The Torah portion of Korach ends with an extensive discussion of the various tithes (agricultural taxes) that the Torah requires. The basic idea is that the Land of Israel and its agricultural products are considered holy, therefore there are special laws that apply to them. The most well known is the obligation in Biblical and Temple times to separate a percentage of the crop and give it to the Cohanim (Priests of the Holy Temple), the Levites and the poor. Some of the produce was separated from the crop and was supposed to be brought to Jerusalem, where it was eaten by the owners and by whomever they wanted to share it with. The distribution of the tithing worked according to a precise schedule that ran in seven-year cycles.
The most obvious lesson of the tithes is that the world and everything in it belongs to God and by obligating the farmer to either give away part of the crop or to eat it in a specific city, the idea that God, not the human being, is the ultimate landowner, was well learned. The other, more pragmatic purpose of the tithes was to support those who did not have land of their own, and who worked for the communal good. The Levites and the Cohanim were dedicated to working in the Temple in Jerusalem and to teaching Torah, and therefore they did not inherit land like the rest of the nation. Because of this, the Torah granted them the income from these taxes as their means of livelihood.
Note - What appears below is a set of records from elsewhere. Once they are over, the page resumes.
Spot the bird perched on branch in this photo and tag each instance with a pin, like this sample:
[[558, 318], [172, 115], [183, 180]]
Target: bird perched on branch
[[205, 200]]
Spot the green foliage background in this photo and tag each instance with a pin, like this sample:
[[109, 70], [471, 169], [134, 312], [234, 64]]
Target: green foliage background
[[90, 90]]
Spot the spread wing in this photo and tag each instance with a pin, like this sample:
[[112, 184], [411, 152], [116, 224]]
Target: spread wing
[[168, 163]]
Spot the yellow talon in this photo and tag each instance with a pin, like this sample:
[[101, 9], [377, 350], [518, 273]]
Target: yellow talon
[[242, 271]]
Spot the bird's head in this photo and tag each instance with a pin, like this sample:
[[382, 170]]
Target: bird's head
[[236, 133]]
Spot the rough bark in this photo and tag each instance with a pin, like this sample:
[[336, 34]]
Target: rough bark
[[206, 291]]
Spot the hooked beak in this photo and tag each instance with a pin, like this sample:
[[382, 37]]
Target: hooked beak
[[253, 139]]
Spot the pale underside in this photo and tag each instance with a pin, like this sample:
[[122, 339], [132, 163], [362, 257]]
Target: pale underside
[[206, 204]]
Another purpose of these agricultural laws is to inculcate in the Jewish people the positive character traits of compassion, justice and humility.
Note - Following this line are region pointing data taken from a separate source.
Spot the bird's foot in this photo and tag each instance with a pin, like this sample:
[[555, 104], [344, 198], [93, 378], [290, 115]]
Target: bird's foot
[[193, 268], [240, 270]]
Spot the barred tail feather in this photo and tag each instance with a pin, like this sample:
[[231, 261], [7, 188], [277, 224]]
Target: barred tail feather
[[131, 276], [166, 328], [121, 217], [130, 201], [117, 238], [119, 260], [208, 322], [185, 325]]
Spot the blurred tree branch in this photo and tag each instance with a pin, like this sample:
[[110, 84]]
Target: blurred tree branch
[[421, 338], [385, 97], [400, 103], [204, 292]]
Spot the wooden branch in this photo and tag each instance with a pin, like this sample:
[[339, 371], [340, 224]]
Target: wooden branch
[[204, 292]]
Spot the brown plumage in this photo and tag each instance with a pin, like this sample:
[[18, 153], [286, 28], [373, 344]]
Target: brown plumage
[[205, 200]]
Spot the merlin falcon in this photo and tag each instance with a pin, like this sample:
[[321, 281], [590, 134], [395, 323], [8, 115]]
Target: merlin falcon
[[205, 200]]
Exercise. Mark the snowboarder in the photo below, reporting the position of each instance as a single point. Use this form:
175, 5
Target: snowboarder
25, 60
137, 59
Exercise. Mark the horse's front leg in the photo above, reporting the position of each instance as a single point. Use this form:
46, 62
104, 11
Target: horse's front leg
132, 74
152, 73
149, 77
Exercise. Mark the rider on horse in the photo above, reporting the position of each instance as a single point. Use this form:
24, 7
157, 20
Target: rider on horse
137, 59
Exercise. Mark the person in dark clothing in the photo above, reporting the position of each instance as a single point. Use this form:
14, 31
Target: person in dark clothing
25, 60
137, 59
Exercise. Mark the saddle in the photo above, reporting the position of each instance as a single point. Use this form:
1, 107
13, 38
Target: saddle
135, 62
Today, since most Jews do not live in Israel and the Cohanim are not in a state of ritual purity (a prerequisite to eating tithed food), tithes are not given, nor are they eaten in Jerusalem. There is still an obligation, however, to separate the tithes from agricultural produce of the Land of Israel and dispose of them in a respectful fashion. The law requires that one separate a little more than 1% of any produce grown in Israel, and recite a declaration before the fruit or vegetables may be eaten. Even today, and even outside of Israel, one of the agricultural tithes is still fulfilled, albeit symbolically. When one makes dough, a small amount is taken off and burnt. In the times of the Temple, when the Cohanim were in a state of ritual purity, this separation, known as Challah, was given to them.
The Biblical laws of tithes only apply to agricultural produce. Jewish practice has extended the idea, however, to tithing one’s income as well. It has become the universal custom, (according to some authorities, it’s the law) that we give at least 10% of our income to charity. This practice is known as ma’aser kesafim, tithes of money. In setting aside a part of our incomes for charity in this way, we are acknowledging that our money was not earned through our efforts alone, but is a gift from God. As He has chosen to reward us with financial gain, it is our duty to share it with others.